While it is tempting to get carried away with all that big data offers for development and public good, it is also pertinent that we stay aware of the ethical trade-off that this might entail. It is a difficult question and the lines often get blurred when the debate is between private rights versus public good. When, and to what degree, does public good outweigh the privacy of the individual right and the security of their information? Privacy is a fundamental human right and an important pillar of democracy, and is a persistent concern while using big data for development. The right to agree or refuse is often not available in this context to the public and this becomes problematic as they unknowingly consent to the collection and usage of data without understanding how it may be used.
These concerns are closely related to the extent of the legal mandate needed by data collectors to collect, analyse and disseminate data. It also includes the acquiring and usage of data from a third party, whose methods and means might not always be transparent. Are the data brokers, e-commerce providers and other companies legally required to be transparent with the data they collect and retain?

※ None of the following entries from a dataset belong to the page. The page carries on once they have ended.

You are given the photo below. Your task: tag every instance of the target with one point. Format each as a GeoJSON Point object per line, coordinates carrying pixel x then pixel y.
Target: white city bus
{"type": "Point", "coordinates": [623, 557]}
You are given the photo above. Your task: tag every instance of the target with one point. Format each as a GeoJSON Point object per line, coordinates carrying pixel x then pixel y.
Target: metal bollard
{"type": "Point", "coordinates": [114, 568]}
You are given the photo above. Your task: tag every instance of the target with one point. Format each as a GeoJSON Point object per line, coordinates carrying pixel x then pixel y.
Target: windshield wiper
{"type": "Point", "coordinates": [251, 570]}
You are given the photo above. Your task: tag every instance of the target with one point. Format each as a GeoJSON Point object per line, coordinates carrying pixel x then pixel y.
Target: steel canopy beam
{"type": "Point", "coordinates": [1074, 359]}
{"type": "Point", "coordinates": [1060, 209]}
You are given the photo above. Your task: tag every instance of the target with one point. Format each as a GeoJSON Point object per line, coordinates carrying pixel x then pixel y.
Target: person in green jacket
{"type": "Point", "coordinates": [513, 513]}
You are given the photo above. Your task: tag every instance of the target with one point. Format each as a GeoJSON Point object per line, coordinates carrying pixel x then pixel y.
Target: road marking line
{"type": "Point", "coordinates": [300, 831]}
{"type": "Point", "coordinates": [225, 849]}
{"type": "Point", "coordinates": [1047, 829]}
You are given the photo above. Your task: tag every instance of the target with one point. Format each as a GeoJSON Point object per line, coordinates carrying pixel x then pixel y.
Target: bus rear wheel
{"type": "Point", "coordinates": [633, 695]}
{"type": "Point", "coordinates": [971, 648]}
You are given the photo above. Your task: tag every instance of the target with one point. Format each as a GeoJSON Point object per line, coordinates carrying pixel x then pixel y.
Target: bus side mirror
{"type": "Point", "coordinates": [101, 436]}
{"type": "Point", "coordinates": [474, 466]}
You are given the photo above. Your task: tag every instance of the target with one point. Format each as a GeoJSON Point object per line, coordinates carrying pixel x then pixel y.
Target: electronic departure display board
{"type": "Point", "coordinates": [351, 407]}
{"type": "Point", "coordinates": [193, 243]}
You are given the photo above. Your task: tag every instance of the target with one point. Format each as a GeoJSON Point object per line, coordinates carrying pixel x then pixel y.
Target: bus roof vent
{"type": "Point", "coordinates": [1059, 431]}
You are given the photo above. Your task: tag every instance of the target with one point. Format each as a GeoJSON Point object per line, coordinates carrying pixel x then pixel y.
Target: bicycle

We need to acknowledge that advances in big data hold the promise of an exceptional development of a new demographic knowledge for practitioners in development. However big data is not the one stop solution to all our data gaps and needs. There is a need to be aware that being able to count on plenty of data does not mean that we have the right data as data bias could inherently lead to conclusions that are inaccurate or worse, misleading. Therefore the use of big data needs to be in tangent with traditional data sources, to add new layers of details while using traditional sources to validate big data[x].
We also have the social responsibility to balance the usage of big data for public good while respecting privacy and individual rights. Both data literacy and transparency are needed for driving and enhancing social discourse as we continue to debate on finding the desired balance between data collectors and their transparency, or consumers and their understanding of the implications behind their digital interactions and activities.
Civil society groups are crucial but currently underrepresented in debates about privacy and the rights of technology users. Civil society has a responsibility to build critical awareness of the ways big data is being used by corporations, governments and other actors to sort, categorize and intervene in low-income and middle-income countries. [xi] As civil society, it is pertinent for us to create platforms and engage actively on conversation about the potential of data and its challenges. As we build momentum towards the follow up and review processes of the SDGs, we need to identify ways to work with it as well as critique it when necessary.
Making good use of big data will require continued and establishing new collaborations of various stakeholders including data scientists and practitioners, leveraging their strengths to understand the technical possibilities as well as the context within which insights can be practically implemented.